Net profit rose to 272 million euros ($355 million), from 133 million euros in the same quarter the year before. Revenues rose 8 per cent to 2.83 billion euros.

The Darmstadt-based company said today it was able to charge more for Rebif in the US, increasing sales 7.5 per cent to 1.89 billion euros. That offset slower sales growth for its Erbitux cancer drug.

Merck benefited from leaving profitable lines of business and regions in its consumer health division, which saw lower sales but higher profits as the company focused its efforts and investments on more lucrative products and regions. It outsourced the manufacturing and packaging of its Seven Seas brand cod liver oil products in Britain, for instance.

Earnings also received a boost from its business in liquid crystal materials used in flat panel displays.

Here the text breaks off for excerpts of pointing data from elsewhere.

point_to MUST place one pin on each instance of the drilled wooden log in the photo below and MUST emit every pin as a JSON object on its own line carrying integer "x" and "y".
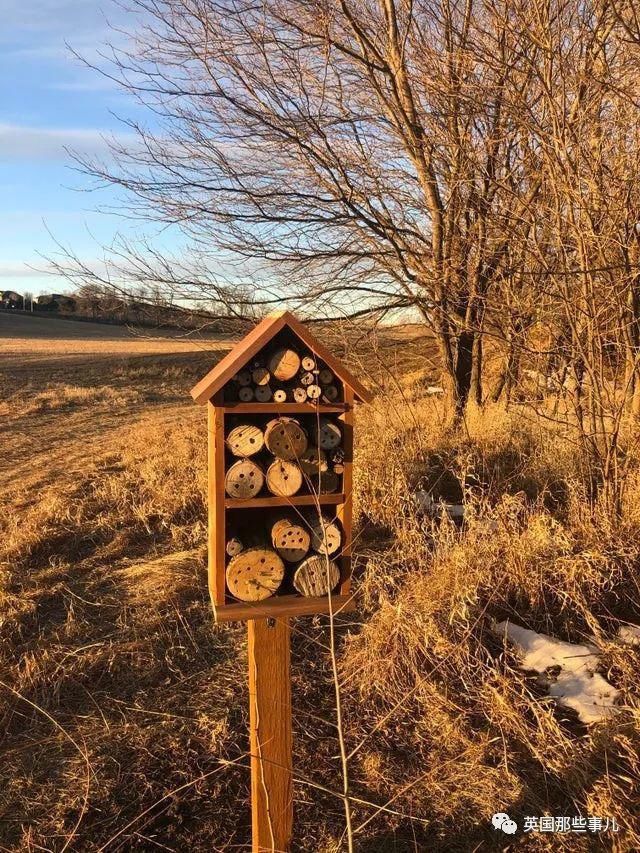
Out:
{"x": 284, "y": 364}
{"x": 290, "y": 539}
{"x": 234, "y": 546}
{"x": 329, "y": 435}
{"x": 263, "y": 393}
{"x": 326, "y": 537}
{"x": 285, "y": 438}
{"x": 308, "y": 362}
{"x": 245, "y": 440}
{"x": 244, "y": 480}
{"x": 330, "y": 393}
{"x": 284, "y": 478}
{"x": 314, "y": 392}
{"x": 254, "y": 574}
{"x": 313, "y": 462}
{"x": 317, "y": 575}
{"x": 260, "y": 376}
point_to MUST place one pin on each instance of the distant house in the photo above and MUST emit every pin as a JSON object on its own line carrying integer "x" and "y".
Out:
{"x": 56, "y": 302}
{"x": 11, "y": 299}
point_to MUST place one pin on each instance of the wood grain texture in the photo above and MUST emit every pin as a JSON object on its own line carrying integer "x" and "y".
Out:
{"x": 293, "y": 500}
{"x": 344, "y": 511}
{"x": 215, "y": 500}
{"x": 269, "y": 659}
{"x": 302, "y": 408}
{"x": 252, "y": 343}
{"x": 282, "y": 606}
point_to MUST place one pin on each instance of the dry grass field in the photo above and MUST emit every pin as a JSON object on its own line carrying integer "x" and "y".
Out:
{"x": 122, "y": 707}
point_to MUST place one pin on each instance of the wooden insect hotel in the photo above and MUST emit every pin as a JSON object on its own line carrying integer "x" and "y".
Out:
{"x": 280, "y": 420}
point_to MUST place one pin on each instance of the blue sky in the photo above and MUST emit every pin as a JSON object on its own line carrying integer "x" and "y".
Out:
{"x": 49, "y": 101}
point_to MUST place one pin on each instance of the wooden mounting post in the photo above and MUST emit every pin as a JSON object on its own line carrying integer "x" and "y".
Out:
{"x": 269, "y": 655}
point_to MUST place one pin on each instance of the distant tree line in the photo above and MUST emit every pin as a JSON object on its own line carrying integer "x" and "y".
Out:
{"x": 144, "y": 308}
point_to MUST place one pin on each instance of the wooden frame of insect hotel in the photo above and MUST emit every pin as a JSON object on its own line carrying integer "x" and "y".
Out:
{"x": 280, "y": 426}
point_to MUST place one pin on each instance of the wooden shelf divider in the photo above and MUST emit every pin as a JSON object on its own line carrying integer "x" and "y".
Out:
{"x": 231, "y": 408}
{"x": 283, "y": 606}
{"x": 294, "y": 500}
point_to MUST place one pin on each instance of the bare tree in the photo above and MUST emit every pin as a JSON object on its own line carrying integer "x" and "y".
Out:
{"x": 365, "y": 155}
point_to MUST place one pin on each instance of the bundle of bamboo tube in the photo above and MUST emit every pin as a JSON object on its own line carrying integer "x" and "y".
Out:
{"x": 281, "y": 457}
{"x": 287, "y": 376}
{"x": 303, "y": 550}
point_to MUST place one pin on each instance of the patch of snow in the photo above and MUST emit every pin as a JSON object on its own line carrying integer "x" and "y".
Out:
{"x": 426, "y": 504}
{"x": 577, "y": 684}
{"x": 629, "y": 634}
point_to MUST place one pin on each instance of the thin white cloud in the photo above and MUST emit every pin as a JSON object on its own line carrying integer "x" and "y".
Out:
{"x": 19, "y": 144}
{"x": 21, "y": 271}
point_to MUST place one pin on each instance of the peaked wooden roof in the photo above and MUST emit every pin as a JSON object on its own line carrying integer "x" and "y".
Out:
{"x": 252, "y": 343}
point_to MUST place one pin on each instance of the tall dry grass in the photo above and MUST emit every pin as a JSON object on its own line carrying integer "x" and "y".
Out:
{"x": 123, "y": 708}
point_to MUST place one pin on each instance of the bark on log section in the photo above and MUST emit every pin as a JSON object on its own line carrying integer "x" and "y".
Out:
{"x": 331, "y": 393}
{"x": 292, "y": 541}
{"x": 317, "y": 575}
{"x": 234, "y": 546}
{"x": 328, "y": 434}
{"x": 326, "y": 537}
{"x": 270, "y": 730}
{"x": 244, "y": 480}
{"x": 284, "y": 364}
{"x": 255, "y": 574}
{"x": 245, "y": 440}
{"x": 308, "y": 363}
{"x": 284, "y": 478}
{"x": 329, "y": 482}
{"x": 313, "y": 461}
{"x": 285, "y": 438}
{"x": 261, "y": 376}
{"x": 314, "y": 392}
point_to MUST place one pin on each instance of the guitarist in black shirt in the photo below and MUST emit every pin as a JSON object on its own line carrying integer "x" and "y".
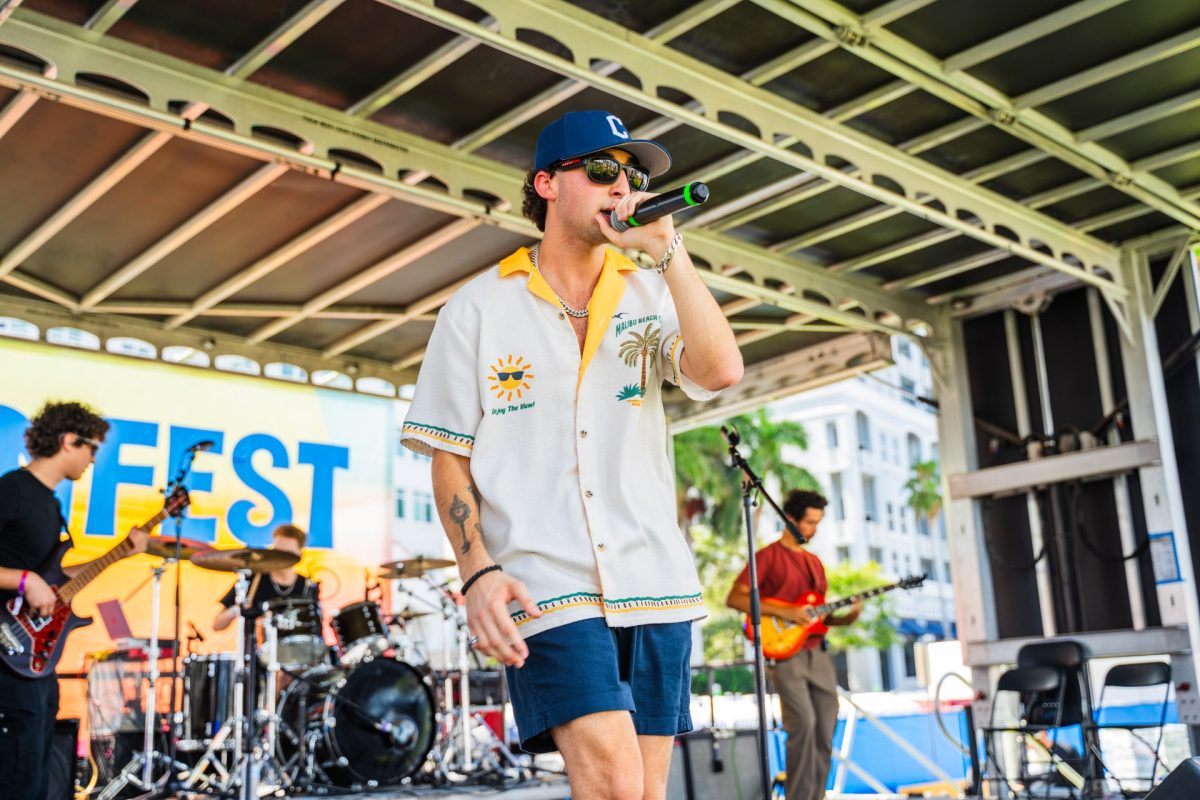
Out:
{"x": 61, "y": 440}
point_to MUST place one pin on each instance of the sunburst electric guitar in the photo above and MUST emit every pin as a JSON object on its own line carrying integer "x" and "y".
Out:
{"x": 31, "y": 644}
{"x": 784, "y": 638}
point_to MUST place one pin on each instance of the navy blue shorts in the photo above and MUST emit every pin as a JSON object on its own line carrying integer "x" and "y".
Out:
{"x": 587, "y": 667}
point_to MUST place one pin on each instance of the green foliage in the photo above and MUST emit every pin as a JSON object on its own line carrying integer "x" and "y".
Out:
{"x": 874, "y": 627}
{"x": 924, "y": 487}
{"x": 718, "y": 531}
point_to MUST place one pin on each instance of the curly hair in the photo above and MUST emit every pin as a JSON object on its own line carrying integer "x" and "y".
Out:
{"x": 534, "y": 205}
{"x": 801, "y": 500}
{"x": 46, "y": 431}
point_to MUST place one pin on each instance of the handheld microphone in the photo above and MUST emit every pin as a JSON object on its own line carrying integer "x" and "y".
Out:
{"x": 647, "y": 211}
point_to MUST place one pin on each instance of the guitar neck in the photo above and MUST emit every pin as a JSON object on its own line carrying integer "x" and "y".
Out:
{"x": 853, "y": 599}
{"x": 75, "y": 585}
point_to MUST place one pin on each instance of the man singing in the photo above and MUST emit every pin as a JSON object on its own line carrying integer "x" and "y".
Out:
{"x": 540, "y": 402}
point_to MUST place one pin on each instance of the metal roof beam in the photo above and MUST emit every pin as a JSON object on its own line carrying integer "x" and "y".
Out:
{"x": 377, "y": 271}
{"x": 246, "y": 188}
{"x": 660, "y": 67}
{"x": 166, "y": 78}
{"x": 108, "y": 14}
{"x": 281, "y": 256}
{"x": 697, "y": 14}
{"x": 299, "y": 24}
{"x": 948, "y": 270}
{"x": 1140, "y": 118}
{"x": 15, "y": 109}
{"x": 1110, "y": 70}
{"x": 1027, "y": 32}
{"x": 889, "y": 52}
{"x": 417, "y": 74}
{"x": 419, "y": 308}
{"x": 84, "y": 198}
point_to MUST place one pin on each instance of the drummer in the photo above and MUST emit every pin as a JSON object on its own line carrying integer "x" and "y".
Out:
{"x": 285, "y": 583}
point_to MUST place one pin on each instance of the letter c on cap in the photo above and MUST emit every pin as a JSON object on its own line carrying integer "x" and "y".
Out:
{"x": 618, "y": 127}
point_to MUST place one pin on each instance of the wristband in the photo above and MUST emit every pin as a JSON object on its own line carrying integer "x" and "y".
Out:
{"x": 479, "y": 575}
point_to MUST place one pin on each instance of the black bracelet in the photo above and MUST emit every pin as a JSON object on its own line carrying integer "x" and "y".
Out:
{"x": 478, "y": 576}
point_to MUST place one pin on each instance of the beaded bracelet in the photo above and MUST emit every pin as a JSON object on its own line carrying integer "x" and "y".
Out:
{"x": 475, "y": 577}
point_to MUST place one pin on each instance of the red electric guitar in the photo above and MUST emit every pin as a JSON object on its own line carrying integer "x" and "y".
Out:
{"x": 31, "y": 644}
{"x": 784, "y": 638}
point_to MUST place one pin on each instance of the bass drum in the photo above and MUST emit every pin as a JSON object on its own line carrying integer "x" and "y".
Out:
{"x": 371, "y": 726}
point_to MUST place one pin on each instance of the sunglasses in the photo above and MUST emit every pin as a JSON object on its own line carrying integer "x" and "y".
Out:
{"x": 605, "y": 169}
{"x": 81, "y": 440}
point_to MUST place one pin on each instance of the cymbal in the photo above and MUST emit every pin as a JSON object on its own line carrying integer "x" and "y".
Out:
{"x": 165, "y": 547}
{"x": 256, "y": 559}
{"x": 412, "y": 567}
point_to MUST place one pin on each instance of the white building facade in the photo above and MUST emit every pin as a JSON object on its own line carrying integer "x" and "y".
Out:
{"x": 864, "y": 434}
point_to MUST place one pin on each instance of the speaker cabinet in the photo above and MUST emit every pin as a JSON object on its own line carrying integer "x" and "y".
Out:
{"x": 1183, "y": 783}
{"x": 60, "y": 785}
{"x": 714, "y": 767}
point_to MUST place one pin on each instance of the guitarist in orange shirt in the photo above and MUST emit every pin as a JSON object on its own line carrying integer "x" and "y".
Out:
{"x": 63, "y": 440}
{"x": 807, "y": 683}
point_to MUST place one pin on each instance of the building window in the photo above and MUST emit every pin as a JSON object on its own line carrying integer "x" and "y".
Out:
{"x": 835, "y": 499}
{"x": 864, "y": 431}
{"x": 869, "y": 507}
{"x": 913, "y": 449}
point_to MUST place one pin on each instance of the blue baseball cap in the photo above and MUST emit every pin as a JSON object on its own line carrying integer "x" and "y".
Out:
{"x": 577, "y": 133}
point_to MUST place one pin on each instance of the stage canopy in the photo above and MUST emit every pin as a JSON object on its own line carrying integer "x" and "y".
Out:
{"x": 304, "y": 184}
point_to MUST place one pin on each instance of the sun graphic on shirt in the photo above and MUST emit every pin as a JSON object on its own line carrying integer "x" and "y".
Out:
{"x": 510, "y": 378}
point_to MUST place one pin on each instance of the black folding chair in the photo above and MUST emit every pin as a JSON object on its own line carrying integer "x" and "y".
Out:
{"x": 1139, "y": 675}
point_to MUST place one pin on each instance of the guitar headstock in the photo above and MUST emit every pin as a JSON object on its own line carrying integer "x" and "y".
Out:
{"x": 177, "y": 501}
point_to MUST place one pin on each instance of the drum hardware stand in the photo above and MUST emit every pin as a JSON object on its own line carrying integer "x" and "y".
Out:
{"x": 144, "y": 761}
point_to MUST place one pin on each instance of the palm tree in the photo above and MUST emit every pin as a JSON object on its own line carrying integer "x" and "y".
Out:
{"x": 702, "y": 473}
{"x": 924, "y": 487}
{"x": 639, "y": 347}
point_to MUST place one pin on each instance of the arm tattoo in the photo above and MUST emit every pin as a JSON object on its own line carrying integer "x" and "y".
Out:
{"x": 459, "y": 515}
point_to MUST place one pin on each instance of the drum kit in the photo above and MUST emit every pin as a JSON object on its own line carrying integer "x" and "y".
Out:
{"x": 285, "y": 711}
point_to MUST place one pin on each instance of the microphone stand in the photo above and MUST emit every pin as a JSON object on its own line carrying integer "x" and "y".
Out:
{"x": 753, "y": 485}
{"x": 173, "y": 782}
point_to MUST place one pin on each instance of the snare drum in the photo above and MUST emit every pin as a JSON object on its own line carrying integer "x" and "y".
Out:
{"x": 208, "y": 698}
{"x": 360, "y": 632}
{"x": 300, "y": 642}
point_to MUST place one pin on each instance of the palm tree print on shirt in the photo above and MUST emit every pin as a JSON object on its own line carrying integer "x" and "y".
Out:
{"x": 634, "y": 349}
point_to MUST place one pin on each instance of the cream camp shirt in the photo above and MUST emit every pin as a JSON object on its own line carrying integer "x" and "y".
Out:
{"x": 569, "y": 453}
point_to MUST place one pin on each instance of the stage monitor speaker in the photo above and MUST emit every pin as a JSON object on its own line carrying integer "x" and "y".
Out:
{"x": 1183, "y": 783}
{"x": 60, "y": 785}
{"x": 707, "y": 768}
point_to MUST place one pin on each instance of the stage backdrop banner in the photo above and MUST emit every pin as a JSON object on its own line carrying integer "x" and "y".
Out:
{"x": 282, "y": 452}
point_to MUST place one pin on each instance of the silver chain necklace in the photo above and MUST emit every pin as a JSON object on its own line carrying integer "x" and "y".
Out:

The performance materials division, where the liquid crystal business provides the bulk of sales, saw revenues grow 21 per cent in the fourth quarter. The division’s numbers were boosted 7 per cent for all of last year due to the dollar’s stronger exchange rate against the euro, which magnifies euro earnings figures. The division gets the bulk of its sales in dollars.

The company reported full-year profits decreased 7 per cent to 567 million euros as the company took 504 million euros in non-repeating restructuring charges. Revenues rose 9 per cent to 11.17 billion euros.

The company raised its dividend by 13 per cent to 1.70 euros per share.